Interview With Denis Vorotyntsev, Winner of the AutoML on Time Series Regression AutoSeries Challenge
SY: Congratulations on placing first in the AutoSeries competition. Could you tell us what is auto ML or the intent behind it, and why it could be of interest to those looking into machine learning.
DV: Thank you first of all, this is actually a hard question because in the data science community we have a lot of different definitions of machine learning, data science, and especially automated machine.
For example, could we assume that deep learning is a part of machine learning or could we say that if I trained a simple linear regression that I did some sort of data science or machine learning? It's really hard. To understand what this automated machine is we need first of all to understand what is machine learning in general.
For me machine learning is actually a way of solving different tasks with the help of data. When we don’t know the underlying laws of the process, but we have a lot of data we could apply machine learning to find such laws and make predictions for new unseen data.
This machine learning is actually a way of automating our decisions. I will give an example, in the past it was common to make a credit scoring prediction by using human power. Basically you apply for the loan and then some guy will go through your application and make a decision to give or not to give you a loan. Today, you couldn't find a bank that doesn’t do it automatically without the use machine learning. This is one example how we could automate this process, we have a rich history of loans, some of them were great some of them not, and then we train some model to perform this decision automatically.

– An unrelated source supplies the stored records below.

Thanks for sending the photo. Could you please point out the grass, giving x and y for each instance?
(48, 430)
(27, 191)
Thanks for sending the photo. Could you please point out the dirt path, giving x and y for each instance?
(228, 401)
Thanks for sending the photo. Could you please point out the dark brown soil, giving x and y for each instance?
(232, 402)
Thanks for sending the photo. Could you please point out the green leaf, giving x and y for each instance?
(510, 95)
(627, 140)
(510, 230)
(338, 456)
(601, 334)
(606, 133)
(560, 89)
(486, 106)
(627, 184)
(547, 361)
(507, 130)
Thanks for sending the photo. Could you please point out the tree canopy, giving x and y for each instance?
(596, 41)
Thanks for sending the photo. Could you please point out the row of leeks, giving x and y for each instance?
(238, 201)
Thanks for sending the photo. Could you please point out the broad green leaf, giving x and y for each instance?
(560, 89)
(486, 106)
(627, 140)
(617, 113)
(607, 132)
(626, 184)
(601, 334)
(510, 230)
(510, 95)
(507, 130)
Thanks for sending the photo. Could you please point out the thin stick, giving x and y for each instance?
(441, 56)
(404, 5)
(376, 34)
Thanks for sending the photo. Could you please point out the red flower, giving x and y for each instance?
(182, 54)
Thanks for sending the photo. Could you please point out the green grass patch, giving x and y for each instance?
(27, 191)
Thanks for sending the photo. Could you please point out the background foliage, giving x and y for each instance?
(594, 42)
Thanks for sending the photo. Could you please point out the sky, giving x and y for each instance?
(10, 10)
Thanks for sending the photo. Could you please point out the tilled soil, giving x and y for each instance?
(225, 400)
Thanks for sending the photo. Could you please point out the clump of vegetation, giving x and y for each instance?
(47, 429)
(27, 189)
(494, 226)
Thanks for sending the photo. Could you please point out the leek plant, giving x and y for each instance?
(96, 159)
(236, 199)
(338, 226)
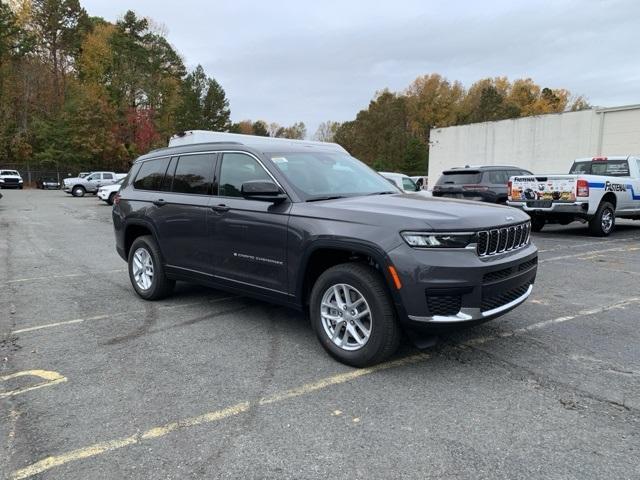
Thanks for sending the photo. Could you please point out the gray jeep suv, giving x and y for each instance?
(308, 226)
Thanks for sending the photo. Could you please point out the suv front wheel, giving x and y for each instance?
(146, 271)
(353, 315)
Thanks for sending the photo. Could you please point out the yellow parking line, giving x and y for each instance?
(209, 417)
(110, 315)
(234, 410)
(68, 275)
(50, 378)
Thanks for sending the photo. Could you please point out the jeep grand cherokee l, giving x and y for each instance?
(306, 225)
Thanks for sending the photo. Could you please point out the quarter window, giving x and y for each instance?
(194, 174)
(498, 177)
(151, 174)
(236, 169)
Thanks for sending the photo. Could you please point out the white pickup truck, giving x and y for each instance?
(597, 190)
(78, 186)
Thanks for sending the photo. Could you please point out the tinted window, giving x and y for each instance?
(498, 177)
(460, 178)
(614, 168)
(236, 169)
(519, 173)
(408, 185)
(194, 174)
(150, 174)
(168, 178)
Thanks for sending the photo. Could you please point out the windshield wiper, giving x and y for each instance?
(328, 197)
(388, 192)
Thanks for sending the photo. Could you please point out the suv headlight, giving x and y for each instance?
(438, 240)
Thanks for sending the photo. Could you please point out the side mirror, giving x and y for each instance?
(264, 190)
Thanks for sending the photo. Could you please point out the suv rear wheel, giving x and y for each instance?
(146, 271)
(353, 316)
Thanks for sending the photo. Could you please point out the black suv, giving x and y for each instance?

The same goes for movie recommendations. For example, we could ask our friends or maybe some experts in movies, tell them that I watched this movie and this one and I liked them, could they recommend something for me. But if we're talking about websites such as Netflix, of course it's not feasible to perform such an operation on the large user base. Here we could apply automated machine learning techniques to optimize this process.
On the general level, machine learning is a process of automating our decisions. Automated machine learning is the process of automating decisions about machine learning, which is the next level of automation. We may see automated machine learning as some box in which we give our data, we give what we want to predict, we give some metrics by which we evaluate our results, and we expect this box to produce some sort of model that is capable of making decisions for new unseen data. We don't need to have any knowledge of data science, we don't need to understand different models, how to train them, how to tune hyperparameters and all this stuff which come from data science experts.
SY: So auto ML essentially automates the process around being able to train a machine learning model.
DV: auto ML means that we want to optimize every step of our data science project, or as many steps as possible. It’s actually a way of finding such parameters of this pipeline, which maximizes our score. For example, you may select different models, you might train these different models with different features, you might select some of these features to be in the final model or throw some out. To do it yourself you need some experience with data science. Automated machine learning automates this process. You will get a pretty good model without any knowledge of data science or machine learning stuff.
SY: In your experience, these tools and techniques, how do they compare to a data scientist? Are they at the level of having an expert guide along the pipeline and the process or are they still at an early stage and need more development.
DV: It depends. For example, in some areas of deep learning, we’ve had great success in finding such architectures that outperforms human level. This is actually the very cool idea of auto ML. The whole process of machine learning could be expressed in some hyperparameters.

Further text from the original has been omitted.